Flappy Bird clones reportedly rolled in to the App Store at a rate of 60 games per day over the course of four days, according to numbers crunched by Pocket Gamer. The data comes from an investigation into 300 games that were deemed rip-offs of Dong Nguyen's former tap-to-flap mobile arcade game, averaging out to 2.5 clones arriving on the App Store per hour, or one per 24 minutes.
The data was pulled from games submitted between February 28 and March 3, and due to Apple's staggered release schedule, as many as 14 "Flappy" games arrived in the span of an hour at points. Pocket Gamer defined its use of the term "clone" in this case as "any game in which you guide some character through an obstacle course of pipes (or similar objects) hanging from the ceiling and sticking out of the ground." To be sure, Flappy Bird itself wasn't a particularly novel concept, but the rise in games that mimicked its exact style appeared to be unmistakable to the data gatherers.
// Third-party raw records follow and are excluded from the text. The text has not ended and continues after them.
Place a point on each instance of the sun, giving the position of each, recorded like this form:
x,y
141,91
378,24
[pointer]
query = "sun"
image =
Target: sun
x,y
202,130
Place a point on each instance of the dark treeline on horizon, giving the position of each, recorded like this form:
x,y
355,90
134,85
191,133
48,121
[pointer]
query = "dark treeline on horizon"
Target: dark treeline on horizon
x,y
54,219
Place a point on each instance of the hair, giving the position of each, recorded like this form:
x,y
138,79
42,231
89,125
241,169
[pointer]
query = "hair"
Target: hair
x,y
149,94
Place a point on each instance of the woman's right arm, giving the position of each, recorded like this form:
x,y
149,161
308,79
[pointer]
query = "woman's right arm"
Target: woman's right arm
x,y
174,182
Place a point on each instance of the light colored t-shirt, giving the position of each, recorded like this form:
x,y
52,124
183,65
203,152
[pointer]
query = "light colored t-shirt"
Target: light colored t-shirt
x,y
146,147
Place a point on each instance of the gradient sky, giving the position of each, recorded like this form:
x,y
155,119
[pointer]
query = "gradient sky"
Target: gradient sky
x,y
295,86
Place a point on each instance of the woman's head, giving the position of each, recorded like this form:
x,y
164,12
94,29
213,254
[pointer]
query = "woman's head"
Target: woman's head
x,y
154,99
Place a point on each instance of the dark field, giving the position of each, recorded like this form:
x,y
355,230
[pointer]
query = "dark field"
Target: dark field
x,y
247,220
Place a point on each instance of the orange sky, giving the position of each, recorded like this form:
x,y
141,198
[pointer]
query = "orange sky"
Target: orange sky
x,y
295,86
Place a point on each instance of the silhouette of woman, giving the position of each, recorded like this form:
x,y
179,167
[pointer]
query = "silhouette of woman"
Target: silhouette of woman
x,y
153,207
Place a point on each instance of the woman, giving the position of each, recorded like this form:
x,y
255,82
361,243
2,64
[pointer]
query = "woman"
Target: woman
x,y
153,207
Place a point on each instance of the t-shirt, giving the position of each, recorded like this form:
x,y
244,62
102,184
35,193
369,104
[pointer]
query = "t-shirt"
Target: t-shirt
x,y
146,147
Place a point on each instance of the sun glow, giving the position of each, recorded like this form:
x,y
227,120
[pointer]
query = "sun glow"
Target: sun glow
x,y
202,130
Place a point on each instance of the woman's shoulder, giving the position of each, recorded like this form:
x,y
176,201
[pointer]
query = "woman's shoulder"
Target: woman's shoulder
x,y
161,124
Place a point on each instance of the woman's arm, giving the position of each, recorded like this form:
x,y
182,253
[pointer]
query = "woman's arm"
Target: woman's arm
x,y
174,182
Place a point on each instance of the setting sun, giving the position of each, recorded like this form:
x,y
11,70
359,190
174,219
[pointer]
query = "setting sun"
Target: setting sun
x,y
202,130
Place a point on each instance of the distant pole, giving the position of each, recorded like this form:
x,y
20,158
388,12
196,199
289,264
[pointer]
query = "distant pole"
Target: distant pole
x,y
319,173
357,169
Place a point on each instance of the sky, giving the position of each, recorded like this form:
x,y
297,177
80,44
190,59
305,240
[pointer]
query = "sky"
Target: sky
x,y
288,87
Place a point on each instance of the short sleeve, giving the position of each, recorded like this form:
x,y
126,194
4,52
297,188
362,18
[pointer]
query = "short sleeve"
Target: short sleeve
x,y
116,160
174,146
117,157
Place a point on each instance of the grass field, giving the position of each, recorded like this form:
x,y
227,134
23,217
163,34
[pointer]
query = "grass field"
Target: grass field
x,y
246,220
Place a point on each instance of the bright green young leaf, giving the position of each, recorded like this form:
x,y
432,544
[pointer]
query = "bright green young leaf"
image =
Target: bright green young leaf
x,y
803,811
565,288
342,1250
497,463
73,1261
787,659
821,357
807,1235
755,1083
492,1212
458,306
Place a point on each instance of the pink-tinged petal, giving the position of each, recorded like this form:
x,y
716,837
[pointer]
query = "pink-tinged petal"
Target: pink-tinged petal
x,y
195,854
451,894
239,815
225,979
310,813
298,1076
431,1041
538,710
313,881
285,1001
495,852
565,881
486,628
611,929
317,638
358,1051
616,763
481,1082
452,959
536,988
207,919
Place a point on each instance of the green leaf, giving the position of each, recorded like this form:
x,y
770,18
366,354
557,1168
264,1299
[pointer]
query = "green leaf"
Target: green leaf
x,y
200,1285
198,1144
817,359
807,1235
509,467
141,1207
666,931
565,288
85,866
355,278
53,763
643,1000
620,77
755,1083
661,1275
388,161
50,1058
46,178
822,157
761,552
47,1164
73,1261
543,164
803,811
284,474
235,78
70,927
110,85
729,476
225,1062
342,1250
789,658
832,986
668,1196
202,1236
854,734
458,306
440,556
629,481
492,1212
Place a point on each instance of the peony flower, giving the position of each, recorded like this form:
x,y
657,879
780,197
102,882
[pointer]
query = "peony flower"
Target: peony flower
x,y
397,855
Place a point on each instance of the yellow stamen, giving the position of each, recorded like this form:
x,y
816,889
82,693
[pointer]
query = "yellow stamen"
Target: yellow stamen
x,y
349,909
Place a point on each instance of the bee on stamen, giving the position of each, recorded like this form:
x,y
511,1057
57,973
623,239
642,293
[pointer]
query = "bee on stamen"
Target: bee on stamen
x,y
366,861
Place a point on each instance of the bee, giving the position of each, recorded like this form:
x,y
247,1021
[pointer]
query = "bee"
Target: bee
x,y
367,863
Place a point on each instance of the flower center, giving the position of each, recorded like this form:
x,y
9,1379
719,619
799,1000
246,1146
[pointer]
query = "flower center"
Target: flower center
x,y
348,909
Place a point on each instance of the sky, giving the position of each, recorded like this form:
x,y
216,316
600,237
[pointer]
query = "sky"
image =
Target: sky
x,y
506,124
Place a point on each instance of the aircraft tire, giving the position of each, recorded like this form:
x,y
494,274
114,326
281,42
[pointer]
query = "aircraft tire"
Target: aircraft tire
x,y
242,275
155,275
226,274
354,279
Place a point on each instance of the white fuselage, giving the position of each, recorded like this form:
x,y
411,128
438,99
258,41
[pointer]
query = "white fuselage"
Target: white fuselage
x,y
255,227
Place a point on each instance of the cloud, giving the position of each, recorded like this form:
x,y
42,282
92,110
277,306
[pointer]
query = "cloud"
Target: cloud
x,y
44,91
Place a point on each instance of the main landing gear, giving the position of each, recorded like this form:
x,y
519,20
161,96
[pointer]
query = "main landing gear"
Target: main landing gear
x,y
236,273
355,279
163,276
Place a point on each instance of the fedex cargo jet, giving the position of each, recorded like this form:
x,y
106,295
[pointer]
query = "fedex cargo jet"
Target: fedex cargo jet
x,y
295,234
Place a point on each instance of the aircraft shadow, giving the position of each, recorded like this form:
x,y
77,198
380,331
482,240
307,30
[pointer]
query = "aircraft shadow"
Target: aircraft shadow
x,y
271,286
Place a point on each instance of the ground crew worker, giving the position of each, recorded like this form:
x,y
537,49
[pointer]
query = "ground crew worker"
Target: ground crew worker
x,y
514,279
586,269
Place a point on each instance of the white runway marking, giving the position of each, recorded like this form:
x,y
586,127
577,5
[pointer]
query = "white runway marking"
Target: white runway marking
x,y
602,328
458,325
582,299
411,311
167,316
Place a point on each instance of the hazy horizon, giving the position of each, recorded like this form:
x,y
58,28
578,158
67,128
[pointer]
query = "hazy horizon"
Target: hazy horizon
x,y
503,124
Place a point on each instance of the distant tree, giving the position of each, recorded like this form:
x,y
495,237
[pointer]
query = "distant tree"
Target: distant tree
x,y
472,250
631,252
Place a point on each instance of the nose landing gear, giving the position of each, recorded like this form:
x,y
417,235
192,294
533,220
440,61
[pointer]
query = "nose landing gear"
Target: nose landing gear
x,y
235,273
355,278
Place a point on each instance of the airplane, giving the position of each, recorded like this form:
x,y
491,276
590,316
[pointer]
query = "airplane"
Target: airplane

Nguyen announced plans to pull Flappy Bird from the Google Play and App Stores on February 8, and later rationalized the decision by deeming it an "addictive product." After Nguyen pulled the game, indie developers participated in a "Flappy Jam" development challenge, which included entries from the likes of Super Hexagon creator Terry Cavanagh as well as punk band Fall Out Boy.